I use an example from literature, not from oral texts, because Dickens’s relationship to orality and oral performance is very close, maybe closer than any other novelist since 1800 except, possibly, Tolkien. The repetitive behavior of Dickens’s characters is more characteristic of oral narrative than of the novel in general. Delicate probings into the convolutions of the private psyche in a unique situation aren’t well suited to tales told aloud. Characters of oral narratives may be vivid, powerful, worthy of a great deal of thinking about: Achilles, Hector, Odysseus, Roland and Oliver, Cinderella, the Queen and Snow White, Raven, Br’er Rabbit, Coyote. They are not one-dimensional; their motivations may be profoundly complex; the moral situations they are in are of wide and deep human relevance. But as a rule, they can be summed up in a few words, as characters in novels cannot. Their name may even be exemplary of a certain kind of behavior. And they can be summoned into the hearer’s imagination by the mere mention of characteristic behavior: Then said wily Odysseus, thinking how to save himself… Coyote was going along and he saw some girls by the river…. We’ve heard about Odysseus being wily. We’ve heard about Coyote seeing some girls. We know, in general, what to expect. Odysseus will get away with it, but at a cost; he will be damaged. Coyote won’t get away with it, will be made a complete fool of, and will trot away perfectly unashamed. The storyteller says the name Odysseus, or the name Coyote, and we the listeners await the fulfillment of our expectations, and that waiting is one of the great pleasures life offers us.
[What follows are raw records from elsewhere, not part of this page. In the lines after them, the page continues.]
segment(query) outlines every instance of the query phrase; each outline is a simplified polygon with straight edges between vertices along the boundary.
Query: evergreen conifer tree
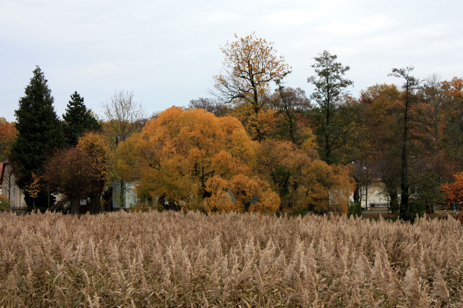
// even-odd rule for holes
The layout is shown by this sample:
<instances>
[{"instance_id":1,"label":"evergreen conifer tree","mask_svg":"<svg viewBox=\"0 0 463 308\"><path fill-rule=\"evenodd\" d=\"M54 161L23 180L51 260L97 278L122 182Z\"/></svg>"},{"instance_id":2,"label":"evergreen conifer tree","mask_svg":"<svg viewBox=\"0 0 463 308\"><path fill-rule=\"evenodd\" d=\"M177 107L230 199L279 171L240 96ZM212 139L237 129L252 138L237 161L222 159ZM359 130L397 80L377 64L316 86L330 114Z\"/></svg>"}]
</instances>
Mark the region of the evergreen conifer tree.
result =
<instances>
[{"instance_id":1,"label":"evergreen conifer tree","mask_svg":"<svg viewBox=\"0 0 463 308\"><path fill-rule=\"evenodd\" d=\"M79 137L87 130L101 130L101 125L95 118L89 109L84 105L84 98L74 92L68 104L66 113L63 115L64 120L63 131L66 144L74 146Z\"/></svg>"},{"instance_id":2,"label":"evergreen conifer tree","mask_svg":"<svg viewBox=\"0 0 463 308\"><path fill-rule=\"evenodd\" d=\"M40 175L53 153L64 145L63 128L53 108L53 98L43 72L38 66L25 87L25 95L14 111L18 138L11 149L16 183L21 190L32 181L32 173ZM35 206L43 210L50 206L50 192L46 187L35 198ZM32 198L27 191L25 199L31 208Z\"/></svg>"}]
</instances>

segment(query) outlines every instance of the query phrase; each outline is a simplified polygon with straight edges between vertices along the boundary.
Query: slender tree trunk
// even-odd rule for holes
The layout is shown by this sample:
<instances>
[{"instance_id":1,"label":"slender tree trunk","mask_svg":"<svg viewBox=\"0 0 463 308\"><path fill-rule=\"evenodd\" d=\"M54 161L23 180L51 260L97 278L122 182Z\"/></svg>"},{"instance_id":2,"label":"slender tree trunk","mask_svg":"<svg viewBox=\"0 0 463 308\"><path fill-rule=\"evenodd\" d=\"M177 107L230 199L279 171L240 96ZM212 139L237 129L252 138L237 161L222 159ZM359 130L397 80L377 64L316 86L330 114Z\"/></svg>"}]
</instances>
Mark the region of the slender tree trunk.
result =
<instances>
[{"instance_id":1,"label":"slender tree trunk","mask_svg":"<svg viewBox=\"0 0 463 308\"><path fill-rule=\"evenodd\" d=\"M408 95L405 98L405 111L404 113L404 134L402 142L402 161L400 164L400 217L405 221L410 220L408 209L408 174L407 164L407 142L408 141Z\"/></svg>"},{"instance_id":2,"label":"slender tree trunk","mask_svg":"<svg viewBox=\"0 0 463 308\"><path fill-rule=\"evenodd\" d=\"M93 193L90 197L90 214L98 214L101 212L101 196L102 191L97 191Z\"/></svg>"},{"instance_id":3,"label":"slender tree trunk","mask_svg":"<svg viewBox=\"0 0 463 308\"><path fill-rule=\"evenodd\" d=\"M120 202L120 207L123 209L125 205L125 182L123 179L121 179L119 181L120 184L120 191L119 192L119 201Z\"/></svg>"},{"instance_id":4,"label":"slender tree trunk","mask_svg":"<svg viewBox=\"0 0 463 308\"><path fill-rule=\"evenodd\" d=\"M331 165L331 160L330 159L330 109L329 105L326 109L326 128L325 131L325 155L326 157L326 163Z\"/></svg>"},{"instance_id":5,"label":"slender tree trunk","mask_svg":"<svg viewBox=\"0 0 463 308\"><path fill-rule=\"evenodd\" d=\"M69 198L69 202L70 203L70 213L72 215L79 214L79 199L78 198Z\"/></svg>"}]
</instances>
Genre literature offers us that pleasure. That is perhaps the central reason for the obstinate popularity of the romance, the mystery, science fiction, and the western, despite decades of critical and academic ignorance and contempt. A genre novel fulfills certain generic obligations. A mystery provides some kind of puzzle and its resolution; a fantasy breaks the rules of reality in a significant way; a romance offers the frustration and fulfillment of a love story. On the lowest plane, genre offers the kind of reliability hamburger chains offer: If you pick up a Louis L’Amour western or the eighteenth mystery in a series, you know what you’re going to get. But if you pick up Molly Gloss’s The Jump-Off Creek , a western, or Tolkien’s The Lord of the Rings , a fantasy, or Philip K. Dick’s The Man in the High Castle , a science fiction novel, although each reliably fulfills the obligations of its genre, it is also utterly unpredictable, a novel, a work of art.